Starting college or moving out of a parent’s house is a new beginning in any child’s life, and many parents struggle with being shut out of their children’s personal and medical decisions when their child turns eighteen. Furthermore, under federal law, and particularly the protections afforded to individuals under HIPAA, without a properly executed Power of Attorney for Health Care, hospitals and medical professionals cannot contact parents or siblings of someone involved in an accident or medical crisis to notify them of the incident. Moreover, without having been appointed as Agent under a Power of Attorney for Health Care, parents or other family members are not automatically included in decisions related to a patient’s treatment.
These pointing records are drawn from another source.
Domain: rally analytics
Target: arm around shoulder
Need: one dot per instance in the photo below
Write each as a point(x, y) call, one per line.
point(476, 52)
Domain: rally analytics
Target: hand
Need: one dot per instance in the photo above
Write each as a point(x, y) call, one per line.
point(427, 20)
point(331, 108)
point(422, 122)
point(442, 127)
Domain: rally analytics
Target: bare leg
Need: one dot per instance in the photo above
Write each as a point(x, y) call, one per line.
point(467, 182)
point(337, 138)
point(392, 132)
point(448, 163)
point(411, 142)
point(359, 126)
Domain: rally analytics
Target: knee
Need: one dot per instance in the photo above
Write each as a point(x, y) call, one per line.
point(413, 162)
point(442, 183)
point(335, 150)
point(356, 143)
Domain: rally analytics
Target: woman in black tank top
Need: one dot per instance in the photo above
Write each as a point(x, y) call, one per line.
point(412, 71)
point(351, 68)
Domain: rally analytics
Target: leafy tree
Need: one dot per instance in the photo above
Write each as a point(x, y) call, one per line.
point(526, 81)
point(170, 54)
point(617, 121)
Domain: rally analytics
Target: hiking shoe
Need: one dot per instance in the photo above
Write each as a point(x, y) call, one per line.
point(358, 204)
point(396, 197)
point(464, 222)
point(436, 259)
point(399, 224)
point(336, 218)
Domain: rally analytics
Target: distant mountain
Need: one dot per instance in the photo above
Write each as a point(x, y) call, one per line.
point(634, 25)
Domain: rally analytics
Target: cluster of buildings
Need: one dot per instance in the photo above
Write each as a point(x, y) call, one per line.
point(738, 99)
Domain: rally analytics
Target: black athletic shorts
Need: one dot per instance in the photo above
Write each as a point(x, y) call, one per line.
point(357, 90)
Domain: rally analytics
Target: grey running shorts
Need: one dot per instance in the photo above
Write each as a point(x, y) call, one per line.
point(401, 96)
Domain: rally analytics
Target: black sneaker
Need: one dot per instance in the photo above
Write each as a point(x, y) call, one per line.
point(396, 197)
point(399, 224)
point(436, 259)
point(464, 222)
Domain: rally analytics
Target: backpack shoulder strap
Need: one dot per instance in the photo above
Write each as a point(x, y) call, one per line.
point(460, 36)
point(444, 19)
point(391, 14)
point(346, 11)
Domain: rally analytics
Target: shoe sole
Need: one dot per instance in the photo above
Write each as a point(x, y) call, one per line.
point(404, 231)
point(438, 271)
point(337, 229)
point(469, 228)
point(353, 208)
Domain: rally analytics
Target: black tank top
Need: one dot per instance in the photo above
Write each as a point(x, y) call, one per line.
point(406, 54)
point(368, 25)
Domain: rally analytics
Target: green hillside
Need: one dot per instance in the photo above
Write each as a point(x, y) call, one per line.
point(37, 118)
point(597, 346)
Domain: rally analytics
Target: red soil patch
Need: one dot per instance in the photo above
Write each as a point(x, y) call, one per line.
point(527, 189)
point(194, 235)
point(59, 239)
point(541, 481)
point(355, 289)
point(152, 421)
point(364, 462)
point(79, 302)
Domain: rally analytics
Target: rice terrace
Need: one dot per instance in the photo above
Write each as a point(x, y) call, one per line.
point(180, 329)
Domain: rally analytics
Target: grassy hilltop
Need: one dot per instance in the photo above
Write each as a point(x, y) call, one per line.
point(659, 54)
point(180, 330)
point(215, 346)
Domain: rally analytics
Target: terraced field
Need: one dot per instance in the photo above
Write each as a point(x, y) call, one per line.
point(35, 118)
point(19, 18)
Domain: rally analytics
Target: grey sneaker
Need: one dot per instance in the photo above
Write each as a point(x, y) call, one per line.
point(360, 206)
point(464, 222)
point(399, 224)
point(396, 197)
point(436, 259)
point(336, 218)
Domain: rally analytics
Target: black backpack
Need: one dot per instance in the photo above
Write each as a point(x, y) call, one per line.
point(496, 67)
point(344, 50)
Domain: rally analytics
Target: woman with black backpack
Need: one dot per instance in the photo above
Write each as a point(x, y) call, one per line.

In essence, for children heading off to college or who have made the decision to venture out on their own, this means that when they (the “Principal”) don’t document their wishes about the kinds of medical treatment they want and don’t specify a trusted individual to follow those instructions, these decisions default to certain family members under Illinois law when the Principal becomes incapacitated. This means that important medical and health care decisions can be placed in the hands of estranged family members who know very little about the Principal.

Out-of-State Students

For children who move out of state, executing a Power of Attorney for Health Care is especially critical, as states’ laws on when family members are notified, and which family members are default decision makers, can vary. Moreover, a Power of Attorney for Health Care executed in Illinois will be accepted in other states so long as it meets the requirements of formation under Illinois law.

In the worst-case scenario, family members or individuals may disagree about the decisions to make on the Principal’s behalf, and may wind up in court, arguing in front of a judge about whom should be appointed as Agent. This process is stressful, time consuming, and expensive.

How Do I Get One?

A Power of Attorney for Health Care is easy to execute, can allow your child to retain personal autonomy over important medical decisions until he or she becomes incapacitated, and aids in preventing disputes between family members that may lead to contentious litigation. Having your child execute a Power of Attorney for Health Care before taking his or next step can offer both of you much needed peace of mind.

This document is intended for informational purposes only and is not legal advice or a substitute for consultation with a licensed legal professional in a particular case or circumstance.